Y lo bonito de ese bendito tiempo, es qué tras el, llega la incorporación de nuevos seres al cirquito íntimo familiar. Tocándome conocer a los proyectos encargados de la multiplicación. Y en el medio de esa tarea y sin estar en su procura, sé funge de árbitro. Y, conste, la tarea no es fácil.
Porque pasa y así sucedió qué, tal como lo recoge un antiguo adagio: ‘caras venos, más, corazones no sabemos’ Y lo peor, es que solo hay una métrica comparativa entre un ser humano y otro. Y, más equivocado no podría estar ese patrón. Ya qué somos versión única é incomparable. Y podría ser hasta absurdo, qué lo bueno ó malo mío, yo lo convierta en rasero.
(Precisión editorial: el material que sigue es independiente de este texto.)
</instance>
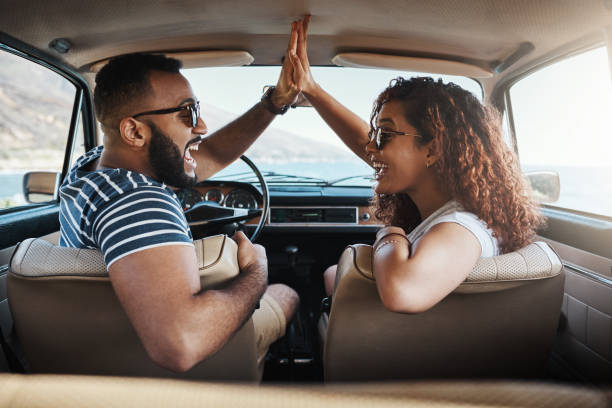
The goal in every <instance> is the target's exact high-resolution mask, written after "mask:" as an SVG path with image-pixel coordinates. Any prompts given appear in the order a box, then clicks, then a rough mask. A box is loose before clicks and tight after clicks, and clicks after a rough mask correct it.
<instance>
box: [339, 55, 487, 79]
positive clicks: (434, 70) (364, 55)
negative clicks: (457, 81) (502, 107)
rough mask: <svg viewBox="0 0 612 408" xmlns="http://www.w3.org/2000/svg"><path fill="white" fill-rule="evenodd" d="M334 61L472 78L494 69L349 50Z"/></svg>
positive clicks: (430, 60) (356, 65)
mask: <svg viewBox="0 0 612 408" xmlns="http://www.w3.org/2000/svg"><path fill="white" fill-rule="evenodd" d="M332 62H333V63H334V64H335V65H338V66H341V67H353V68H379V69H399V70H406V71H416V72H428V73H435V74H445V75H458V76H466V77H471V78H490V77H492V76H493V72H492V71H489V70H487V69H485V68H483V67H480V66H477V65H473V64H467V63H464V62H459V61H449V60H441V59H434V58H424V57H406V56H400V55H385V54H373V53H366V52H347V53H341V54H337V55H336V56H335V57H334V58H332Z"/></svg>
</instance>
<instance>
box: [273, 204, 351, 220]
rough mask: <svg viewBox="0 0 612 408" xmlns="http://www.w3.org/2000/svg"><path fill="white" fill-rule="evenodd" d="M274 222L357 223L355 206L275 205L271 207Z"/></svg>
mask: <svg viewBox="0 0 612 408" xmlns="http://www.w3.org/2000/svg"><path fill="white" fill-rule="evenodd" d="M270 222H271V223H272V224H356V223H357V208H355V207H330V208H320V207H317V208H309V207H308V208H306V207H276V208H275V207H273V208H271V209H270Z"/></svg>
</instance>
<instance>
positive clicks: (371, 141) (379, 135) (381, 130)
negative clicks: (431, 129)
mask: <svg viewBox="0 0 612 408" xmlns="http://www.w3.org/2000/svg"><path fill="white" fill-rule="evenodd" d="M392 136H414V137H423V136H421V135H419V134H417V133H407V132H398V131H397V130H388V129H383V128H377V129H372V130H371V131H370V143H372V141H374V142H375V145H376V149H378V150H382V148H383V147H384V145H385V143H386V142H387V140H389V139H390V138H391V137H392Z"/></svg>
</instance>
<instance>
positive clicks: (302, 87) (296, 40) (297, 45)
mask: <svg viewBox="0 0 612 408" xmlns="http://www.w3.org/2000/svg"><path fill="white" fill-rule="evenodd" d="M309 23H310V16H309V15H307V16H306V17H304V19H303V20H298V21H296V22H294V23H292V24H291V41H290V44H289V52H288V54H289V58H290V59H291V64H292V66H293V82H294V83H295V85H296V87H297V88H298V89H299V90H300V91H301V92H302V93H303V94H304V95H305V96H306V97H308V96H309V95H310V94H312V92H314V91H315V90H316V89H317V87H318V85H317V83H316V82H315V81H314V78H313V77H312V73H311V72H310V62H309V61H308V52H307V40H306V37H307V35H308V24H309Z"/></svg>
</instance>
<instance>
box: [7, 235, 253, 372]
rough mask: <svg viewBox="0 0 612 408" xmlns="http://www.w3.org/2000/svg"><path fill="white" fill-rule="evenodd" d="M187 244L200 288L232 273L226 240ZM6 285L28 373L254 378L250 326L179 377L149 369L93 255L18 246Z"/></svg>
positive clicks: (146, 355)
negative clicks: (194, 244) (55, 373)
mask: <svg viewBox="0 0 612 408" xmlns="http://www.w3.org/2000/svg"><path fill="white" fill-rule="evenodd" d="M195 244H196V252H197V255H198V261H199V270H200V276H201V281H202V285H203V287H205V288H207V287H211V286H213V285H215V284H218V283H221V282H223V281H224V280H227V279H229V278H231V277H233V276H235V275H236V274H237V273H238V265H237V258H236V250H237V246H236V243H235V242H234V241H233V240H231V239H229V238H227V237H225V236H223V235H218V236H214V237H209V238H205V239H203V240H199V241H196V242H195ZM7 286H8V299H9V304H10V308H11V312H12V315H13V320H14V322H15V329H16V332H17V336H18V337H19V340H20V343H21V345H22V348H23V351H24V354H25V357H26V359H27V361H28V363H29V365H30V371H31V372H33V373H66V374H102V375H121V376H143V377H175V378H189V379H206V380H219V381H227V380H237V381H258V380H259V379H260V373H259V372H258V369H257V357H256V346H255V335H254V329H253V322H252V319H249V320H248V321H247V322H246V323H245V324H244V326H243V327H242V328H241V329H240V330H239V331H238V332H237V333H236V334H235V335H234V337H233V338H232V339H231V340H230V341H229V343H228V344H227V345H226V346H225V347H224V348H223V349H222V350H220V351H219V352H218V353H216V354H215V355H214V356H212V357H210V358H208V359H207V360H205V361H204V362H201V363H199V364H198V365H196V366H195V367H194V368H192V369H191V370H189V371H188V372H186V373H182V374H177V373H174V372H171V371H169V370H166V369H164V368H161V367H160V366H158V365H156V364H155V363H153V362H152V361H151V360H150V358H149V357H148V355H147V353H146V351H145V349H144V346H143V345H142V343H141V342H140V340H139V338H138V336H137V335H136V332H135V330H134V328H133V327H132V325H131V324H130V322H129V320H128V318H127V316H126V314H125V312H124V311H123V308H122V307H121V305H120V303H119V301H118V299H117V297H116V295H115V292H114V291H113V288H112V286H111V282H110V279H109V277H108V273H107V271H106V266H105V264H104V260H103V258H102V254H101V253H100V252H99V251H97V250H88V249H75V248H60V247H57V246H55V245H53V244H51V243H49V242H47V241H44V240H40V239H29V240H26V241H24V242H23V243H21V244H20V245H19V247H18V248H17V250H16V251H15V254H14V255H13V259H12V260H11V263H10V270H9V274H8V277H7Z"/></svg>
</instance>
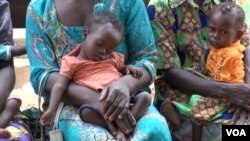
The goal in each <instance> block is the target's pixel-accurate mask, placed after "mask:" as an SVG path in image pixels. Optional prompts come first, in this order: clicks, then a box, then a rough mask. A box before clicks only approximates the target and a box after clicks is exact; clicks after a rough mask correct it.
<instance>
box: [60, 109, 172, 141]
mask: <svg viewBox="0 0 250 141" xmlns="http://www.w3.org/2000/svg"><path fill="white" fill-rule="evenodd" d="M69 115H70V116H69ZM59 127H60V129H61V131H62V133H63V136H64V140H66V141H68V140H72V139H74V140H115V139H114V138H113V137H112V135H111V134H110V133H109V132H108V131H107V130H105V129H104V128H102V127H100V126H98V125H93V124H88V123H85V122H83V121H81V119H80V118H79V116H78V109H77V108H75V107H72V106H67V105H66V106H65V107H64V108H63V110H62V112H61V115H60V119H59ZM131 140H132V141H143V140H150V141H151V140H157V141H161V140H162V141H170V140H171V135H170V132H169V129H168V125H167V123H166V120H165V119H164V118H163V117H162V116H161V115H160V114H159V112H158V111H157V110H156V108H155V107H154V106H150V107H149V108H148V111H147V113H146V114H145V115H144V116H143V117H142V118H141V119H140V120H139V121H138V122H137V125H136V127H135V130H134V133H133V134H132V138H131Z"/></svg>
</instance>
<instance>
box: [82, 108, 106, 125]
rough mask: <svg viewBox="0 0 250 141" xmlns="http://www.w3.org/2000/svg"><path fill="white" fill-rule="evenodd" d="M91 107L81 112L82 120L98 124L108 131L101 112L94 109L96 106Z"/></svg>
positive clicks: (82, 110)
mask: <svg viewBox="0 0 250 141" xmlns="http://www.w3.org/2000/svg"><path fill="white" fill-rule="evenodd" d="M87 105H88V104H87ZM90 105H91V106H90ZM90 105H88V106H87V107H85V108H84V109H82V110H80V113H79V114H80V117H81V119H82V120H83V121H85V122H88V123H92V124H98V125H100V126H102V127H104V128H106V129H107V128H108V126H107V124H106V122H105V120H104V118H103V117H102V116H101V113H100V111H97V108H96V107H94V104H90Z"/></svg>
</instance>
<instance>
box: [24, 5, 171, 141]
mask: <svg viewBox="0 0 250 141" xmlns="http://www.w3.org/2000/svg"><path fill="white" fill-rule="evenodd" d="M143 7H144V4H143V1H142V0H136V1H127V0H95V5H94V11H93V13H94V14H95V13H97V12H98V11H104V10H110V11H111V12H114V14H115V15H116V16H117V17H118V19H119V20H121V22H122V23H123V24H124V26H125V30H126V35H125V37H124V40H123V42H122V43H121V44H120V45H119V46H118V47H117V49H116V51H117V52H119V53H121V54H123V55H124V57H125V64H132V65H135V66H140V67H144V68H145V69H147V70H148V72H149V73H150V74H151V76H152V78H153V77H155V74H156V71H155V67H154V63H155V62H156V61H157V51H156V48H155V44H154V38H153V35H152V30H151V28H150V23H149V20H148V18H147V12H146V10H145V9H144V8H143ZM83 29H84V27H66V26H64V25H62V24H60V22H59V21H58V19H57V15H56V10H55V3H54V0H46V1H44V0H32V1H31V3H30V4H29V7H28V11H27V18H26V48H27V53H28V57H29V60H30V68H31V77H30V78H31V83H32V86H33V88H34V89H35V92H36V93H38V91H39V88H41V91H42V93H43V94H45V91H44V88H45V85H46V82H47V79H48V76H49V75H50V73H52V72H58V71H59V68H60V64H61V60H62V57H63V56H64V55H66V54H68V53H69V52H70V51H72V50H73V49H74V48H75V46H76V45H77V44H79V43H81V42H82V36H81V34H82V32H83ZM138 37H139V38H138ZM67 107H68V108H67ZM72 110H75V112H71V113H70V111H72ZM76 110H77V108H73V107H72V106H66V107H64V109H63V111H62V112H63V113H69V114H66V116H61V117H60V121H59V124H60V126H59V127H60V129H61V130H63V136H64V139H65V140H72V139H79V140H85V138H88V140H99V139H97V138H96V137H99V135H102V133H103V132H106V130H104V129H103V128H101V127H99V126H94V125H91V124H87V123H84V122H82V121H81V120H80V118H76V117H78V113H77V112H76ZM147 117H150V119H151V120H152V123H153V122H160V123H159V124H158V123H157V124H148V123H150V122H148V121H146V120H142V122H139V123H137V128H136V129H135V131H137V130H138V132H142V133H143V134H141V135H144V136H143V137H141V138H143V140H152V139H156V140H171V136H170V133H169V130H168V126H167V124H166V123H165V121H164V120H163V119H162V117H161V115H160V114H159V113H157V112H155V114H153V115H149V116H146V117H145V118H147ZM72 119H73V120H72ZM160 119H162V120H161V121H160ZM65 127H66V128H65ZM80 129H82V130H80ZM156 129H161V132H160V131H159V132H158V130H156ZM156 134H157V135H156ZM136 136H139V135H138V134H134V135H133V136H132V138H135V139H136Z"/></svg>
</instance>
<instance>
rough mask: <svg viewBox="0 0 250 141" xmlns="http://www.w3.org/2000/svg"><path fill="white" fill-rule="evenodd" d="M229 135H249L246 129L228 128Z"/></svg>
mask: <svg viewBox="0 0 250 141" xmlns="http://www.w3.org/2000/svg"><path fill="white" fill-rule="evenodd" d="M226 132H227V136H231V135H233V136H247V135H246V132H245V130H244V129H226Z"/></svg>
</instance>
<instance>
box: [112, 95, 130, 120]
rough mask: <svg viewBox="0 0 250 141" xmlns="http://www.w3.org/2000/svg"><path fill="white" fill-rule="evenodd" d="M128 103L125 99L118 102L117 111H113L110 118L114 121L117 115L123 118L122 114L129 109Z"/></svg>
mask: <svg viewBox="0 0 250 141" xmlns="http://www.w3.org/2000/svg"><path fill="white" fill-rule="evenodd" d="M125 105H126V101H124V100H121V101H120V103H119V104H118V106H117V108H116V109H115V111H114V112H113V113H111V115H110V117H109V120H110V121H114V120H115V119H116V118H117V117H118V118H119V119H122V117H123V116H122V117H120V114H121V113H122V112H123V111H125V110H126V111H127V110H128V108H126V107H125ZM118 115H119V116H118Z"/></svg>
Entonces y llegado cada momento, tuve frente a mi un advenedizo qué procuraba el sí paterno. Y yo desarmado. Porque no manejo el don de la prestidigitación. Y lo, tal vez bueno del candidato, había ya pasado por el interesado filtro de la hija. ¡Y, claro! ¿ A qué santo aclamaría yo, entre los pocos del tribunal divino?
Pero el trance siempre me exigió una salida inmediata. Por lo qué cuándo la ‘encontré, la instalé en mi archivo automático. Y hoy admito, qué les pedí demasiado: ¡Sólo quiero qué tú la quieras más qué yo!